Our perpetual Moon starts off the night of Friday, November 8, in its fat waxing crescent phase just shy of first quarter, which is passed the night of Saturday the 9th. It will make a fine sight low in the southwest, set against the dim stars of Capricornus. Over the rest of the week it then goes to the north in the waxing gibbous phase, which is terminated at full Moon next week on Sunday the 1y7th. Having left Venus behind, it visits only Neptune on Monday the 11th and Uranus on Wednesday the 13th, the latter planet in Pisces just a bit to the northeast of the Vernal Equinox. On that same day (Wednesday the 13th), Neptune ceases retrograde motion and resumes its stolid easterly trek against the stars of far western Aquarius.
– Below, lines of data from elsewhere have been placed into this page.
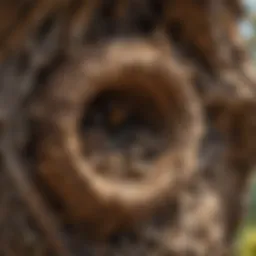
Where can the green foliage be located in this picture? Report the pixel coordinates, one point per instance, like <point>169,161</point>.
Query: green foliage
<point>247,242</point>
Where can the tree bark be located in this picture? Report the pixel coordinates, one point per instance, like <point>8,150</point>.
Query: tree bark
<point>83,80</point>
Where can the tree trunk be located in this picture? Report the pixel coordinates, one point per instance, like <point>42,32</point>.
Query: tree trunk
<point>127,127</point>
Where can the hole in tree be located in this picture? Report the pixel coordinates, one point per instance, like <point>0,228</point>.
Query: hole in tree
<point>123,132</point>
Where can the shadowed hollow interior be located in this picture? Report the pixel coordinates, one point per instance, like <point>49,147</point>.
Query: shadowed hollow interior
<point>124,130</point>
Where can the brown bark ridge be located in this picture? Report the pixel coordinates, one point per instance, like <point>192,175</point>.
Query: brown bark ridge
<point>127,127</point>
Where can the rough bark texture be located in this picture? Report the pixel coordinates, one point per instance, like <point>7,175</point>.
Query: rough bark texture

Venus shines brightly in the early evening southwestern sky and now gets to spend an hour in the dark after the end of twilight before it finally sets. With Venus setting later and Jupiter rising earlier, we lack a bright planet for only somewhat over an hour. Rising around 8:30 PM in Gemini still to the south of Castor and Pollux, the giant planet passes nearly overhead shortly before dawn begins to light the sky. While Jupiter barely seems to move against its stellar background, Mars, rising just before 1:30 AM, is zipping along south of central Leo east-southeast of first magnitude Regulus and southwest of second magnitude Denebola, the two white stars providing a nice color contrast to more reddish Mars. Then it's back to dawn and Mercury , which is making a brief appearance in morning's twilight running not far ahead of the Sun. The elusive little planet has but an 88 day revolution period about the Sun, and relative to the moving Earth makes alternate appearances in the morning and evening skies every 58 days, so it's here today, gone tomorrow, quite the opposite of its brilliant neighbor, Venus.

The constellations of summer evening (Cygnus with its Northern Cross and the like) drop ever farther to the west, while those of autumn are ascendent. Look for the Great Square of Pegasus high to the south at 8 PM with Andromeda streaming off its northeast corner and the Circlet of Pisces below it (though for that we will have to wait until the bright Moon is out of the way). By late evening Andromeda's mythical mother, Cassiopeia, represented by her upside down "W" crosses the meridian high to the north.